Потом, на приеме, он наконец отстоял длинную очередь из желающих поздравить ее, увидел, как ее лицо осветилось, она сама шагнула вперед, чтобы поцеловать его, и сказала:
– Джералд, это Кристофер – мой самый дорогой кузен.
Он не знал, в чем дело – может, в блестящем белом атласе, фате, жемчугах на ее шее, сияющих темно-голубых глазах или во всем сразу, – но от нее словно исходил свет, и он остолбенел, утратил дар речи и на секунду испугался, что все еще любит ее. А потом просто обрадовался, что любил, и с этой радостью пришло ощущение умиротворенности.
– …обязательно приезжай погостить, – говорила она. И ее муж улыбался и поддерживал – да, конечно, он обязательно должен приехать.
Ему хотелось тогда признаться ей, но и время и место не годились. До конца вечеринки, пока произносили речи, предлагали тосты и радовались, он старался повидаться со всеми родными – и без слов попрощаться с ними. Клэри, тоненькая, с отросшими волосами и в зеленом платье, была единственной, кто вгляделся в него (а он и не замечал до сих пор, какие у нее прелестные глаза) и увидел, что он изменился.
– Не знаю точно как, но изменился. Выглядишь, будто нашел что-то хорошее, – сказала она.
– Так и есть.
Тогда она усмехнулась и стала больше похожа на девчонку, которая помнилась ему, – вечно чумазую, в одежде, всегда порванной или забрызганной ягодным соком.

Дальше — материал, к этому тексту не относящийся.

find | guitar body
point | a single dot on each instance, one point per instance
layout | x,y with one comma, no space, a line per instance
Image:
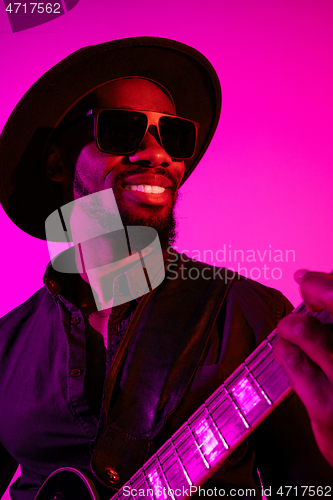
196,451
67,483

Дюши словно уменьшилась, но в остальном была прежней. Дядя Хью так изменился, что казался почти жизнерадостным – «помнишь, когда мы в прошлый раз встретились на свадьбе, на тебе были мои брюки?». И еще кузены. Саймон и Тедди, шикарные в визитках, обрадовались ему, и оба наперебой вспоминали тот лагерь в лесу. Еще тогда он пытался сбежать – он всегда от чего-нибудь да убегал, потому что не находил, к чему стремиться…
Автобусный кондуктор выкрикнул в сторону лестницы наверх: «Станция «Мэрилебон»!» – и он вышел. Мой последний автобус, отметил он – равнодушно, просто констатируя факт.
«А по-моему, это способ увернуться, чтобы не смотреть правде в глаза», – таким было одно из саркастических замечаний его отца за обедом.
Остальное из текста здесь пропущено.